Increase of alanine aminotransferase

Increases to more than three times the upper limit of normal (ULN) in alanine aminotransferase (ALT)occurred in 1% of patients receiving tolcapone 100 mg three times daily, and 3% of patients at 200 mg three times daily. Increases were approximately two times more likely in females. The increases usually appeared within 6 to 12 weeks of starting treatment, and were not associated with any clinical signs or symptoms. In about half the cases, transaminase levels returned spontaneously to baseline values whilst patients continued tolcapone treatment. For the remainder, when treatment was discontinued, transaminase levels returned to pre-treatment levels.

Hepatocellular injury

Rare cases of severe hepatocellular injury resulting in death have been reported during marketed use.

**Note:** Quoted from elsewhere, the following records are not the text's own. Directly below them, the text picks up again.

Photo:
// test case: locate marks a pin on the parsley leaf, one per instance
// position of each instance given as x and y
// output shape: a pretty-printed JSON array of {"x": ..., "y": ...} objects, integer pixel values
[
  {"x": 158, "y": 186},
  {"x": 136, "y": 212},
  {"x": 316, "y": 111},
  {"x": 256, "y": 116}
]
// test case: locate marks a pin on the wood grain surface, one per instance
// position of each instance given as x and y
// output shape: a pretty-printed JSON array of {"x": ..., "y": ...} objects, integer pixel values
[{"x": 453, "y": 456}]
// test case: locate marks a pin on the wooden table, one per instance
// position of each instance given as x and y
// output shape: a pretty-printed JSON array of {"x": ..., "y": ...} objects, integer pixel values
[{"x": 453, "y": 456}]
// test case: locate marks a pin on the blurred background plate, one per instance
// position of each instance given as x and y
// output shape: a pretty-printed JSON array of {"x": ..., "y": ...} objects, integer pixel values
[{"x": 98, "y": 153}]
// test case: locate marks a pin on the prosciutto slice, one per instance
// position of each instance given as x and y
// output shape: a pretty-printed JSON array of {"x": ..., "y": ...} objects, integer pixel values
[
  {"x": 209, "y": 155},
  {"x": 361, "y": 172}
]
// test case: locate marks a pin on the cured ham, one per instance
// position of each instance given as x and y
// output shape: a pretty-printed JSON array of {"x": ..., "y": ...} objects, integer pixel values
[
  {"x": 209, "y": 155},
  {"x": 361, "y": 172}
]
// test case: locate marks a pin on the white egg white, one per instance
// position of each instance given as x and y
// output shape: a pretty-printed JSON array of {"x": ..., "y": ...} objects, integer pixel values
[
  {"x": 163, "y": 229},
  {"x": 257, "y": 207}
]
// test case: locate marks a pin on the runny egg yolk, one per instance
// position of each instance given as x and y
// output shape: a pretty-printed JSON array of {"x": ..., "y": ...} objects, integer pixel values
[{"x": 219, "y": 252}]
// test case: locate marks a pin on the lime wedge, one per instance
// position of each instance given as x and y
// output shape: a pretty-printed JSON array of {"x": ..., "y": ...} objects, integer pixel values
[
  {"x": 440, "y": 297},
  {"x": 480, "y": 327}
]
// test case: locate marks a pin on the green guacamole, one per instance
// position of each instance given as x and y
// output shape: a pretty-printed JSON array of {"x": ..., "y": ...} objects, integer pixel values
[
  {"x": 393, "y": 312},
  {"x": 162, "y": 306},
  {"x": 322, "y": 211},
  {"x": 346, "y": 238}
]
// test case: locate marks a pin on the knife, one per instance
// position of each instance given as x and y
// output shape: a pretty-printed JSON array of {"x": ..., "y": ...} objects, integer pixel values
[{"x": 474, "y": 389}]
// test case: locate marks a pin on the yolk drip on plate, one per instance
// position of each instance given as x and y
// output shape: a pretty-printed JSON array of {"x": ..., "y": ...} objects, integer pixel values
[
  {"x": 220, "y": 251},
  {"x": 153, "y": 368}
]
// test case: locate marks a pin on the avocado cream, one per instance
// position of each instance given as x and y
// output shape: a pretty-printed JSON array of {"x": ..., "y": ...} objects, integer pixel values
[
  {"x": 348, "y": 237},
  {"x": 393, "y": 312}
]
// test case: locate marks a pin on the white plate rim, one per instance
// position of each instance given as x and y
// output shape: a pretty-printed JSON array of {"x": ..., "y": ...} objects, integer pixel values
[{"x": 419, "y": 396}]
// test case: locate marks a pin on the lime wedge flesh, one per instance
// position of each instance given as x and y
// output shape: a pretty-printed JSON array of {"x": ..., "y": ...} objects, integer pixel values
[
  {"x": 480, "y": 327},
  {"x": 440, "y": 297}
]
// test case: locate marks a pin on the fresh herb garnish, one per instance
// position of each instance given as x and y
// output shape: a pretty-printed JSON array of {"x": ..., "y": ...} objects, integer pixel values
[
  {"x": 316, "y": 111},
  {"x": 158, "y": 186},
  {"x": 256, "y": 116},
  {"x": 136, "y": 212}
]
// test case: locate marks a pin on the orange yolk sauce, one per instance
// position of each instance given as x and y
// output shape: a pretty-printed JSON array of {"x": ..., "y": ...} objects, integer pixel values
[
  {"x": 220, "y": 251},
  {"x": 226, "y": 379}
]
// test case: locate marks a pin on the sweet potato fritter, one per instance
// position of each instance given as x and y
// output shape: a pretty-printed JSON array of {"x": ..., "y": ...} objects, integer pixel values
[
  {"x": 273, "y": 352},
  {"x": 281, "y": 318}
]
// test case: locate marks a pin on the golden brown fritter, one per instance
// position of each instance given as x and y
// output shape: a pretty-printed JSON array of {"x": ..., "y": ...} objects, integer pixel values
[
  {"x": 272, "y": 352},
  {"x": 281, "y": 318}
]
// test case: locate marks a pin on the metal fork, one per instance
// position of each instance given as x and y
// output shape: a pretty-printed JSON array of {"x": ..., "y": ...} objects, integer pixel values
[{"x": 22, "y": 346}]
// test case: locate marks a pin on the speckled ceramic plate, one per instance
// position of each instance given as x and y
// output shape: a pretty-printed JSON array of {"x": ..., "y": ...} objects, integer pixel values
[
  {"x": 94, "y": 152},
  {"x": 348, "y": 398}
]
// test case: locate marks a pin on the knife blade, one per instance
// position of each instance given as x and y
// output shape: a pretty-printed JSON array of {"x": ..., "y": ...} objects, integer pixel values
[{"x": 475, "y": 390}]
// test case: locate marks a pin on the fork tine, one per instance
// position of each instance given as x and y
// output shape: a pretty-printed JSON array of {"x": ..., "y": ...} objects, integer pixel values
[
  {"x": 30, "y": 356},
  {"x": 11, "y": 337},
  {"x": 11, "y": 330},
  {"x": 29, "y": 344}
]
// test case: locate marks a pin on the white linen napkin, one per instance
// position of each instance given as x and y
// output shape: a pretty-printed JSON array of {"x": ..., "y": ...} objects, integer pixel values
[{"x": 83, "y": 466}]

Neuroleptic Malignant Syndrome Symptom Complex

Isolated cases of patients with symptoms suggestive of Neuroleptic Malignant Syndrome Symptom Complex have been reported following reduction or discontinuation of tolcapone and following introduction of tolcapone when this was accompanied by a significant reduction in other concomitant dopaminergic medications. In addition, rhabdomyolysis, secondary to NMS or severe dyskinesia, has been observed.

Urine discolouration

Tolcapone and its metabolites are yellow and can cause a harmless intensification in the colour of the patient’s urine.

Impulse control disorders

Pathological gambling, increased libido, hypersexuality, compulsive spending or buying, binge eating and compulsive eating can occur in patients treated with dopamine agonists and/or other dopaminergic treatments such as tolcapone in association with Levedopa.